On est dans un virage avec des joueurs qui vont vivre leurs derniers championnats du monde comme Cristobal Huet. Il a fait de cet évènement un objectif. On a Stéphane Da Costa qui est revenu au jeu et qui marche pas mal. On suit aussi nos joueurs de la Ligue Nationale. On leur souhaite de bons résultats mais pas trop (rires). Disons qu’on les veut aux Championnats du Monde. Et puis on a abordé un virage pour l’avenir avec deux gamins de 18 ans à peine.

Et parmi eux, le grenoblois Alexandre Texier…

Oui, ça a été un baptême du feu pour lui au dernier Tournoi des Quatre Nations. On n’est pas totalement surpris de ses performances. C’est dans les matchs comme ça que l’on ménage les plus anciens. Il s’est frotté au plus haut niveau, les premiers tests ont été intéressants. Après les places seront chères en Championnat du Monde. Je ne présume rien de la sélection, ce n’est pas moi qui vais la faire mais l’idée était de lui faire toucher le haut niveau. Il ne faut pas qu’il saute des étapes non plus. Beaucoup de clubs s’intéressent à lui. Il est drafté comme d’autres l’ont été avant lui avec plus ou moins de succès. En tout cas, ça me plaît qu’il continue sa formation en France et qu’il ne parte pas trop tôt à l’étranger. Trop de jeunes joueurs sont partis tôt dans de mauvaises conditions. Il y a au moins une quarantaine de jeunes qui sont partis en Suisse et qui ont disparu dans la nature.

Un petit mot sur la doublette Dave Henderson et Pierre Pousse qui est à la tête des Bleus depuis un moment et qui a permis à cette équipe d’avoir des résultats. Quel sera leur avenir après ces championnats du monde?

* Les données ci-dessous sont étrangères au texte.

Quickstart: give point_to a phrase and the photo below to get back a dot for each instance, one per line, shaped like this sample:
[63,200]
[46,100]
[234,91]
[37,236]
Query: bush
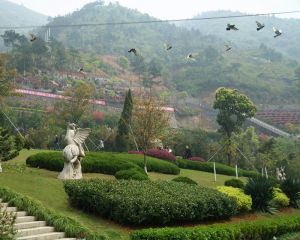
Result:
[261,191]
[149,203]
[280,199]
[61,223]
[291,187]
[247,230]
[244,202]
[107,163]
[131,174]
[237,183]
[209,167]
[161,154]
[184,180]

Nous avons un engagement avec eux jusqu’en juin 2018. La question pour le moment ne se pose pas. L’un comme l’autre, on a l’habitude de respecter nos contrats. La question s’était déjà posée lors de précédents championnats du Monde où leur contrat se finissait. Mais ils avaient tellement bien fait aux championnats du monde qu’il n’y avait aucune raison de ne pas continuer. D’ici juin 2018, nous aurons des discussions avec eux, nous n’attendrons pas le dernier moment. On a même déjà commencé à discuter mais c’est un rapport de confiance avec ce staff qui a beaucoup d’années en équipe de France. Contractuellement, et ce sont des faits, ils sont donc en place jusqu’en juin 2018.